From f9494d978ab82b9b790ae59e49ebcf4330281b09 Mon Sep 17 00:00:00 2001
From: Angazenn <92204292+Angazenn@users.noreply.github.com>
Date: Thu, 6 Nov 2025 23:08:57 +0800
Subject: [PATCH] [cherry-pick][v0.11.0-dev][bugfix] Fix a rare bug triggered
 by _npu_paged_attention in FULL_DECODE_ONLY mode (#3987)
MIME-Version: 1.0
Content-Type: text/plain; charset=UTF-8
Content-Transfer-Encoding: 8bit

### What this PR does / why we need it?
This is cherry-pick from #3986 .

This PR fixes a bug where the workspace of `_npu_paged_attention` in
setup is smaller than execution. For current implementation of
FULL_DECODE_ONLY with `_npu_paged_attention`, we use
`_npu_paged_attention_get_workspace` when capturing with `max_model_len`
as `seq_lens`. This assumes that PA with larger `seq_lens` inputs should
have larger workspace than smaller `seq_lens`. However, there are rare
cases where PA with smaller `seq_lens` incurs larger space. So I add
`get_workspace` directly into `update_attn_params`.
This change might introduce slight(≈1%) performance degradation for
small num_tokens(such as 1) in decode phase, and there is no other known
memory issues. So I think this change is acceptable. We can remove this
if new attention op (such as `npu_fused_infer_attention_score`) does not
have such problems.


Signed-off-by: Angazenn <supperccell@163.com>
---
 vllm_ascend/compilation/acl_graph.py | 40 ++++++++++++++++++++--------
 1 file changed, 29 insertions(+), 11 deletions(-)

diff --git a/vllm_ascend/compilation/acl_graph.py b/vllm_ascend/compilation/acl_graph.py
index f2cab32..d3e779e 100644
--- a/vllm_ascend/compilation/acl_graph.py
+++ b/vllm_ascend/compilation/acl_graph.py
@@ -212,19 +212,37 @@ def update_attn_params(update_stream, forward_context, runtime_shape):
         ) = param
         seq_lens = forward_context.attn_metadata[key].seq_lens
 
+        # When using FULL_DECODE_ONLY, there are some rare bugs for FULL_DECODE_ONLY
+        # mode with GQA. This is triggered by getting workspace for _npu_paged_attention
+        # in torch_npu.
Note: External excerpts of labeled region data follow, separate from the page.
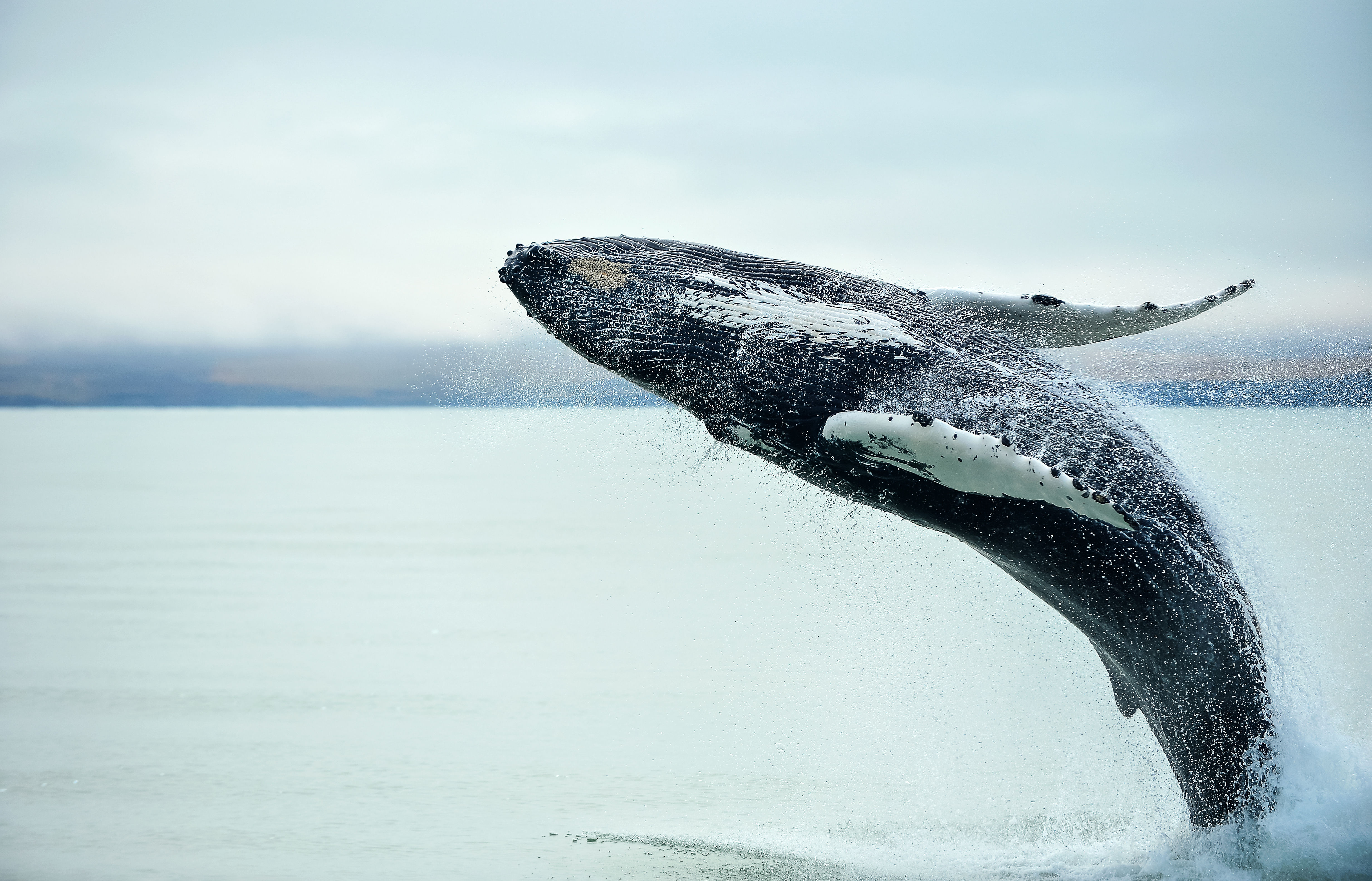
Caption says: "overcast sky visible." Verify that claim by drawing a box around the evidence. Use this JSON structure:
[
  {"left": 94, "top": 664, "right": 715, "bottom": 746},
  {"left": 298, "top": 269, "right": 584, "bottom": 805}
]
[{"left": 0, "top": 0, "right": 1372, "bottom": 346}]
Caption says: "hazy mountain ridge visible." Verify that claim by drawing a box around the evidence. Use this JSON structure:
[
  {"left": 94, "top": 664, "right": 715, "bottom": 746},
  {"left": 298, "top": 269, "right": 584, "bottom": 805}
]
[{"left": 0, "top": 339, "right": 1372, "bottom": 406}]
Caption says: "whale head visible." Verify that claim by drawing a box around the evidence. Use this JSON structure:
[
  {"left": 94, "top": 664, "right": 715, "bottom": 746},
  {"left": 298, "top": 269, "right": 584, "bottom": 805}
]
[{"left": 501, "top": 236, "right": 937, "bottom": 451}]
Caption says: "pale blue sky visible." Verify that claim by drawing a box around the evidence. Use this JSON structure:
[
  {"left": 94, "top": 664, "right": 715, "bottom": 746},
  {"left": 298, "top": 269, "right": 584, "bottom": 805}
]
[{"left": 0, "top": 0, "right": 1372, "bottom": 344}]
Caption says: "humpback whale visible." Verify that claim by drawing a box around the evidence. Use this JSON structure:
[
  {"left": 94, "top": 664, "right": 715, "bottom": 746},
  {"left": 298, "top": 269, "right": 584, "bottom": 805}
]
[{"left": 499, "top": 236, "right": 1272, "bottom": 826}]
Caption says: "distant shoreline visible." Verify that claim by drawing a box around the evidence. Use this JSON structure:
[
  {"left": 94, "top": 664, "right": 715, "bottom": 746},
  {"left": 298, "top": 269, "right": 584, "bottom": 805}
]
[{"left": 0, "top": 339, "right": 1372, "bottom": 408}]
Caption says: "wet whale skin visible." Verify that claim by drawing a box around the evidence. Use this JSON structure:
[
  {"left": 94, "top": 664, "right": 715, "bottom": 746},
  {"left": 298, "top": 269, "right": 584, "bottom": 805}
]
[{"left": 499, "top": 236, "right": 1270, "bottom": 826}]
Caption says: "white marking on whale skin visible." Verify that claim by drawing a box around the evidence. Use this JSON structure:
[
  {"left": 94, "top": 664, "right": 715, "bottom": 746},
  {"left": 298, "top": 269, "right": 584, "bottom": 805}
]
[
  {"left": 925, "top": 280, "right": 1253, "bottom": 349},
  {"left": 729, "top": 424, "right": 779, "bottom": 453},
  {"left": 823, "top": 410, "right": 1135, "bottom": 531},
  {"left": 677, "top": 272, "right": 929, "bottom": 349},
  {"left": 568, "top": 257, "right": 628, "bottom": 291}
]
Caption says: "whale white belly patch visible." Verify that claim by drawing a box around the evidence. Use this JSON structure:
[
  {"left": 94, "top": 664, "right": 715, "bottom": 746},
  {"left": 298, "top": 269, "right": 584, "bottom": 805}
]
[
  {"left": 677, "top": 272, "right": 929, "bottom": 349},
  {"left": 823, "top": 410, "right": 1137, "bottom": 531}
]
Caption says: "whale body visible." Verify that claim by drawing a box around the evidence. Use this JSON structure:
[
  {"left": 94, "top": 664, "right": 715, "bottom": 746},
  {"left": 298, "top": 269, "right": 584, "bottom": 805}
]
[{"left": 499, "top": 236, "right": 1270, "bottom": 826}]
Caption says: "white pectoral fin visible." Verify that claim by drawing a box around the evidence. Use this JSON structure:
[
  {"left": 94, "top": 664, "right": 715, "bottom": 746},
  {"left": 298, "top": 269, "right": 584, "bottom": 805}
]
[
  {"left": 925, "top": 279, "right": 1254, "bottom": 349},
  {"left": 822, "top": 410, "right": 1139, "bottom": 531}
]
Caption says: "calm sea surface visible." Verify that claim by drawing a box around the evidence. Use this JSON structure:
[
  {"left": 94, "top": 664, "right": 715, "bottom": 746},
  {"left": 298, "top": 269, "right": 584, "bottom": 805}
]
[{"left": 0, "top": 408, "right": 1372, "bottom": 881}]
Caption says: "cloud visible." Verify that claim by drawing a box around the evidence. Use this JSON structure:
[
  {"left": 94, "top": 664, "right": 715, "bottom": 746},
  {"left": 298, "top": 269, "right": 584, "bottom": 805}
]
[{"left": 0, "top": 3, "right": 1372, "bottom": 344}]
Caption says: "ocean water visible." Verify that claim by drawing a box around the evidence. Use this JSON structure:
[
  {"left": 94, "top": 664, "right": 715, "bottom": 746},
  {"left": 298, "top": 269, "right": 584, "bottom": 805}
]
[{"left": 0, "top": 408, "right": 1372, "bottom": 881}]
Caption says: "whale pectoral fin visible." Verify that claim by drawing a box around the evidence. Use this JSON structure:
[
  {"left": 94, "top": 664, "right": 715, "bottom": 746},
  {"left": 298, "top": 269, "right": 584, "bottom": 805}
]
[
  {"left": 1091, "top": 641, "right": 1141, "bottom": 719},
  {"left": 923, "top": 279, "right": 1254, "bottom": 349}
]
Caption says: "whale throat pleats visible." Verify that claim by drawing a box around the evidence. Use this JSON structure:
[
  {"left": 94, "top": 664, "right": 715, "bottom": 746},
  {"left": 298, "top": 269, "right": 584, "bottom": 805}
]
[
  {"left": 822, "top": 410, "right": 1137, "bottom": 531},
  {"left": 923, "top": 279, "right": 1254, "bottom": 349}
]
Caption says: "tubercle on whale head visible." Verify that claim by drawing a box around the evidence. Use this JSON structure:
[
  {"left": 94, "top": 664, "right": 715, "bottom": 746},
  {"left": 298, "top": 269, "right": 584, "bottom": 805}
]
[{"left": 499, "top": 237, "right": 900, "bottom": 434}]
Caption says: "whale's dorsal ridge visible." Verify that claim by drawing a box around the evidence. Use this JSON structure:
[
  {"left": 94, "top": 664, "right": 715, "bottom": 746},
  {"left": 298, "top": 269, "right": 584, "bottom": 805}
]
[{"left": 923, "top": 279, "right": 1255, "bottom": 349}]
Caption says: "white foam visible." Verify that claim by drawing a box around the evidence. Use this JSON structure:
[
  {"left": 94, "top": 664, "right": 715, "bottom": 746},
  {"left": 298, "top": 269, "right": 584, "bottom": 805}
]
[{"left": 823, "top": 410, "right": 1135, "bottom": 531}]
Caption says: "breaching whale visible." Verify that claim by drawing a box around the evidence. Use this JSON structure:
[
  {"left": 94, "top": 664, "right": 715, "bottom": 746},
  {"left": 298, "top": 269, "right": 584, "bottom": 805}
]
[{"left": 499, "top": 236, "right": 1270, "bottom": 826}]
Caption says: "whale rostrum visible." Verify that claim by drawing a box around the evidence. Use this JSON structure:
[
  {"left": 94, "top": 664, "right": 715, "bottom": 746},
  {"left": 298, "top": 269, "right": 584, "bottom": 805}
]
[{"left": 499, "top": 236, "right": 1270, "bottom": 826}]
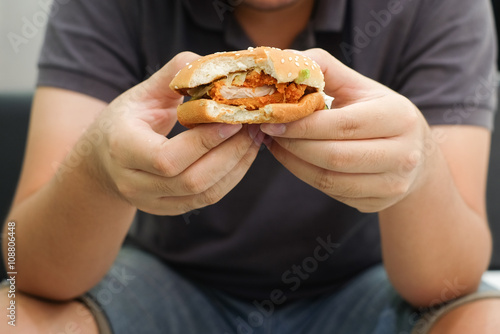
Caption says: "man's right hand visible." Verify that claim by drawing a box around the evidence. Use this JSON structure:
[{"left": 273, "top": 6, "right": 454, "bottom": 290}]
[{"left": 81, "top": 52, "right": 264, "bottom": 215}]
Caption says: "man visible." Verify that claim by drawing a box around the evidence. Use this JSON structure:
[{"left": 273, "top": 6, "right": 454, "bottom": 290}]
[{"left": 2, "top": 0, "right": 500, "bottom": 333}]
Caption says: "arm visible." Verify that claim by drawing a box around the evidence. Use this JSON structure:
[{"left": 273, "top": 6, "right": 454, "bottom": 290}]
[
  {"left": 379, "top": 126, "right": 492, "bottom": 306},
  {"left": 262, "top": 50, "right": 491, "bottom": 306},
  {"left": 4, "top": 53, "right": 263, "bottom": 299}
]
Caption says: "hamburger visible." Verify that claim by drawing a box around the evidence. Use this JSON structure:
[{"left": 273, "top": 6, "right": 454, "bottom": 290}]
[{"left": 170, "top": 47, "right": 325, "bottom": 128}]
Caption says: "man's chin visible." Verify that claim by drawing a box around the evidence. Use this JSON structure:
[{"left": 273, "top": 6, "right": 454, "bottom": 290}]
[{"left": 243, "top": 0, "right": 304, "bottom": 11}]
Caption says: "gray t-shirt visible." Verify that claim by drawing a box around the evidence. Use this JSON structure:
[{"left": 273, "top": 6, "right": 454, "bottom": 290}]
[{"left": 38, "top": 0, "right": 496, "bottom": 301}]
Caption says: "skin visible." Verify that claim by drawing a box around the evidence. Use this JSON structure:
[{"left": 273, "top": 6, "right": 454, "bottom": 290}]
[
  {"left": 0, "top": 0, "right": 500, "bottom": 334},
  {"left": 261, "top": 49, "right": 491, "bottom": 306}
]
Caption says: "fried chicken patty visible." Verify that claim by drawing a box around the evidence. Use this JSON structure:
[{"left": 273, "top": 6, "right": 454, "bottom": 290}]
[{"left": 208, "top": 71, "right": 307, "bottom": 110}]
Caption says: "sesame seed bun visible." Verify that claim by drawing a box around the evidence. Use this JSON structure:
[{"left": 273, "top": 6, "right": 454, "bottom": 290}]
[
  {"left": 170, "top": 47, "right": 325, "bottom": 127},
  {"left": 177, "top": 93, "right": 325, "bottom": 128}
]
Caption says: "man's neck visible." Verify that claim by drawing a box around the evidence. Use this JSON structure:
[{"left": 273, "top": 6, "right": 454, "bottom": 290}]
[{"left": 235, "top": 0, "right": 314, "bottom": 49}]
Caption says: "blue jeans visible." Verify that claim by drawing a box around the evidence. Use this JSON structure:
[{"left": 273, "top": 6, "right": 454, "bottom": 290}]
[{"left": 83, "top": 246, "right": 494, "bottom": 334}]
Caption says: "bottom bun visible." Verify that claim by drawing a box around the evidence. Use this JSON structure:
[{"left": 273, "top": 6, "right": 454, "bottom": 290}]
[{"left": 177, "top": 93, "right": 325, "bottom": 128}]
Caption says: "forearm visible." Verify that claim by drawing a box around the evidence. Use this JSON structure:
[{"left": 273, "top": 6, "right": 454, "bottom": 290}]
[
  {"left": 3, "top": 144, "right": 135, "bottom": 299},
  {"left": 379, "top": 149, "right": 491, "bottom": 306}
]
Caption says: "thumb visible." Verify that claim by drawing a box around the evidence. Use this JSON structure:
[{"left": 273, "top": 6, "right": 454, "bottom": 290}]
[{"left": 303, "top": 49, "right": 386, "bottom": 104}]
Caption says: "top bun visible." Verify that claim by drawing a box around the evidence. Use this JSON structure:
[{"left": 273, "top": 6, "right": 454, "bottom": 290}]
[{"left": 170, "top": 47, "right": 325, "bottom": 95}]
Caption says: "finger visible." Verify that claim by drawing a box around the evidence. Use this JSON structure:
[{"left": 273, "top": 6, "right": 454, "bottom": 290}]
[
  {"left": 271, "top": 143, "right": 404, "bottom": 201},
  {"left": 303, "top": 49, "right": 387, "bottom": 100},
  {"left": 261, "top": 95, "right": 418, "bottom": 140},
  {"left": 145, "top": 132, "right": 262, "bottom": 215},
  {"left": 274, "top": 138, "right": 405, "bottom": 173},
  {"left": 144, "top": 51, "right": 201, "bottom": 100},
  {"left": 124, "top": 126, "right": 264, "bottom": 198},
  {"left": 114, "top": 124, "right": 243, "bottom": 177}
]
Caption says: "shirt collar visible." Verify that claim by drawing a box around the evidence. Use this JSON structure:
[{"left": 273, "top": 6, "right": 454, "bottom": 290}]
[{"left": 181, "top": 0, "right": 347, "bottom": 32}]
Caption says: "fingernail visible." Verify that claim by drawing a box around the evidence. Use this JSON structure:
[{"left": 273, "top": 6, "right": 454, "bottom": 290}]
[
  {"left": 253, "top": 130, "right": 266, "bottom": 146},
  {"left": 262, "top": 135, "right": 273, "bottom": 148},
  {"left": 248, "top": 124, "right": 260, "bottom": 139},
  {"left": 260, "top": 123, "right": 286, "bottom": 136},
  {"left": 219, "top": 124, "right": 242, "bottom": 139}
]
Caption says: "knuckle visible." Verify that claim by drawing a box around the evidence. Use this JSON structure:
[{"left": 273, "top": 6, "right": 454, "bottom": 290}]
[
  {"left": 313, "top": 170, "right": 335, "bottom": 193},
  {"left": 153, "top": 179, "right": 174, "bottom": 195},
  {"left": 182, "top": 174, "right": 206, "bottom": 194},
  {"left": 398, "top": 97, "right": 419, "bottom": 131},
  {"left": 196, "top": 135, "right": 217, "bottom": 153},
  {"left": 384, "top": 175, "right": 410, "bottom": 198},
  {"left": 337, "top": 113, "right": 359, "bottom": 139},
  {"left": 116, "top": 182, "right": 139, "bottom": 202},
  {"left": 152, "top": 149, "right": 181, "bottom": 177},
  {"left": 325, "top": 144, "right": 353, "bottom": 170}
]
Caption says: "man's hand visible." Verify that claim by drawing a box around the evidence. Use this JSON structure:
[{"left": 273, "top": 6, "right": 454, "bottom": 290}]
[
  {"left": 83, "top": 52, "right": 264, "bottom": 215},
  {"left": 261, "top": 49, "right": 430, "bottom": 212}
]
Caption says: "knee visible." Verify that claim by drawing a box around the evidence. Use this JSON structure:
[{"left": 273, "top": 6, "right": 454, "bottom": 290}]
[
  {"left": 0, "top": 287, "right": 98, "bottom": 334},
  {"left": 429, "top": 298, "right": 500, "bottom": 334}
]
On some rare cases, _npu_paged_attention with smaller seq_lens
+        # might encounter a bigger workspace, while currently we use max_model_len to
+        # calculate max workspace in capturing. So additional get_workspace is added
+        # here to avoid such bugs.
+        # TODO(Angazenn): we will remove this once _npu_paged_attention is fully
+        # replaced by npu_fused_infer_attention_score which does not contain such bugs.
+        workspace = torch_npu._npu_paged_attention_get_workspace(
+            query=query,
+            key_cache=key_cache,
+            value_cache=value_cache,
+            num_kv_heads=num_kv_heads,
+            num_heads=num_heads,
+            scale_value=scale,
+            block_table=block_table,
+            context_lens=seq_lens,
+            out=output)
+
         with torch.npu.stream(update_stream):
             torch.npu.graph_task_update_begin(update_stream, handle)
-            torch_npu._npu_paged_attention(
-                query=query,
-                key_cache=key_cache,
-                value_cache=value_cache,
-                num_kv_heads=num_kv_heads,
-                num_heads=num_heads,
-                scale_value=scale,
-                block_table=block_table,
-                context_lens=seq_lens,
-                out=output,
-                workspace=graph_params.workspaces.get(runtime_shape))
+            torch_npu._npu_paged_attention(query=query,
+                                           key_cache=key_cache,
+                                           value_cache=value_cache,
+                                           num_kv_heads=num_kv_heads,
+                                           num_heads=num_heads,
+                                           scale_value=scale,
+                                           block_table=block_table,
+                                           context_lens=seq_lens,
+                                           out=output,
+                                           workspace=workspace)
             torch.npu.graph_task_update_end(update_stream)
 
             event.record(update_stream)